Infertility Notes Flashcards
Describe the normal reproductive physiology e
GnRH pulses from the hypothalamus stimulate the release of LH and FSH from the pituitary gland > LH stimulated testerone production in the testes (leydig cells). Testosterone is responsible for secondary sexual characteristics and aids spermatogenesis. FSH stimulate Sertoli cells in semineferous tubules. Sperm and inhibin A and B. Negative feedback
Describe the female reproductive physiology
- Follicular phase: LH stimulates production of oestradiol and progesterone on ovaries > FSH stimulates follicular development and inhibin > by Day 10 the leading follicle turns to graffins follicular. Oestrogen initially negatively inhibits LH and FSH secretion, so in the follicular phase the HPG axis is the same as men.
- Ovulation phase: once the oestrogen reaches a point, it switches from negative feedback to positive feedback, it increases GnRH release and increases LH sensitivity to GnRH which leads to mid cycle LH surge and triggers ovulation.
- Luteal phase: if implementation does not occur = mensturation (endometrium shed), if implementation does occur = pregnancy.
Define infertility and describe primary gonadal failure and hypothalamic failure
Infertility: inability to conceive after one year of regular unprotected sex
Primary gonadal failure: defects of the gonads - the testes or ovaries are not producing testosterone/ oestrogen so there is no negative feedback on the HOG axis means that you get high GnRH and high LH and FSH.
Hypothalamic failure: caused by inability of the pituitary gland to produce FSH and LH so their levels are low so less oestradiol/ testosterone so low FSH and LH
Describe the effects of male hypogonadism (causes, symptoms, treatment and investigation)
Symptoms: loss of libido, impotence, small testes, decrease muscle bulk, osteoporosis
Causes: hypothalamic - pituitary diseases (hypopituitarism and kallmans), primary gonadal failure (kleinfelters and testicular torsion), hyperprolactinaemia (switches if GnRH)
Investigation: LH and FSH and Testosterone (if all low MRI pit), prolactin levels, sperm count, chromosomal investigation for kleinfelters.
Treatment: replacement testosterone, if hyperpituitarism - subcutaneous LH/FSH and if hyperprolactinaemia then dopamine agonist
Disorders in female gonadism
Amenorrhea: absence of period, if primary = failure to begin, if secondary = then just randomly stopped.
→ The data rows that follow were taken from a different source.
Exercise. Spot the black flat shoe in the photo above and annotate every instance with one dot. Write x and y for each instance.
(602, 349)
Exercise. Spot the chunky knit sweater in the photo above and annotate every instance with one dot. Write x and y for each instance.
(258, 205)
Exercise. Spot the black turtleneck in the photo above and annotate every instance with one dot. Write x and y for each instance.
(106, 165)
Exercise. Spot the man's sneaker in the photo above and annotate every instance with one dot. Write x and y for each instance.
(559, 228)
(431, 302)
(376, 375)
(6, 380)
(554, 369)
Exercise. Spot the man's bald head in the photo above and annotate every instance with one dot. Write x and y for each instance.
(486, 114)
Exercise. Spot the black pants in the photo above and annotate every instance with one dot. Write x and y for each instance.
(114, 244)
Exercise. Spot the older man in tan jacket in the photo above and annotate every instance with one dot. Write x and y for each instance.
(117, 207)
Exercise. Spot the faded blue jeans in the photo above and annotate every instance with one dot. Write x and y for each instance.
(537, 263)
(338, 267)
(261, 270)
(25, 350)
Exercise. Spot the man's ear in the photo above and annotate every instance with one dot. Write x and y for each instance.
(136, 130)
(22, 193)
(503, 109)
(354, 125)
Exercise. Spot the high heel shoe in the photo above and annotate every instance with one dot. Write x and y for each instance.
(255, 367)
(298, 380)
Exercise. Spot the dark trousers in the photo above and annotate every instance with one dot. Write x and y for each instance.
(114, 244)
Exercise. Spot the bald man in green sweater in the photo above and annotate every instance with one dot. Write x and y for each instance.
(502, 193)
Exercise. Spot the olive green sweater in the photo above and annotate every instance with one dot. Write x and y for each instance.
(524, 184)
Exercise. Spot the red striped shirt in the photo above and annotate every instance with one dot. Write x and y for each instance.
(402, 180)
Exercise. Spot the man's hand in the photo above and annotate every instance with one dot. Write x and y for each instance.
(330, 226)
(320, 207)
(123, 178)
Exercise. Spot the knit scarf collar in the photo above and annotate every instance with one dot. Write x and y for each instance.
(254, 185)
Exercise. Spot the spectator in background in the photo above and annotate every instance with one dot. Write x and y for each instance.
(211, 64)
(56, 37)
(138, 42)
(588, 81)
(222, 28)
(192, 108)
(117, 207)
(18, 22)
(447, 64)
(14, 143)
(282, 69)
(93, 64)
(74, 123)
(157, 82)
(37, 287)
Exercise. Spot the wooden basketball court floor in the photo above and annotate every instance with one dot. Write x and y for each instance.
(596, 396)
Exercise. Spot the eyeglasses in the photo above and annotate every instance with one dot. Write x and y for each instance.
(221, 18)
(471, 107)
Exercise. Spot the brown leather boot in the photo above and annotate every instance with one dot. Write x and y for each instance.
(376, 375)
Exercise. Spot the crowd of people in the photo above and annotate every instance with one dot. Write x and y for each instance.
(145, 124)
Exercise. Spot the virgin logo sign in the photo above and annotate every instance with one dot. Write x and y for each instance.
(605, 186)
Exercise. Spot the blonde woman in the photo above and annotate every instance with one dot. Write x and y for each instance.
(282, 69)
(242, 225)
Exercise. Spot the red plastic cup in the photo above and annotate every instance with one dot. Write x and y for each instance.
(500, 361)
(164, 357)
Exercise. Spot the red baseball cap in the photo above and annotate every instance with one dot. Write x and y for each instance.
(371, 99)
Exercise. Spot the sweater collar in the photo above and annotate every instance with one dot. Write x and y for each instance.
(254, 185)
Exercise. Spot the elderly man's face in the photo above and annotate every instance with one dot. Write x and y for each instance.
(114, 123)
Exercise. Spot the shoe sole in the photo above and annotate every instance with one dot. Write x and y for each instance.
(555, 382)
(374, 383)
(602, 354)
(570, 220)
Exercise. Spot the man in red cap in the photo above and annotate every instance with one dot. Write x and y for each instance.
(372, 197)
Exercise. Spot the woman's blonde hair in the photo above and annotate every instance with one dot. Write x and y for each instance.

Causes: pregnancy, ovarian failure, ovarian dysgenia (turners XO) and lots of causes. Investigation: pregnancy test, Day 21 progesterone surge, chromosomal analysis. Treat with HRT and gonadotrophins
PCOS: polycystic ovaries in ultra sound, oligo/anovulation, clinical androgen test. Symptoms: hruitism, menstural cycle disturbance, increased BMI. Treatment: metformin, and clomiphene (fertility drug increases secretion of GnRH and gonadortiohin.
Hyperprolactinaemia: causes: prolactinoma, dopamine Antagonist medication, stalk compression, PCOS, hypothyroidism, oestrogen. Treatment: dopamine agonist: bronnocriptine, carbegoline, pit surgery.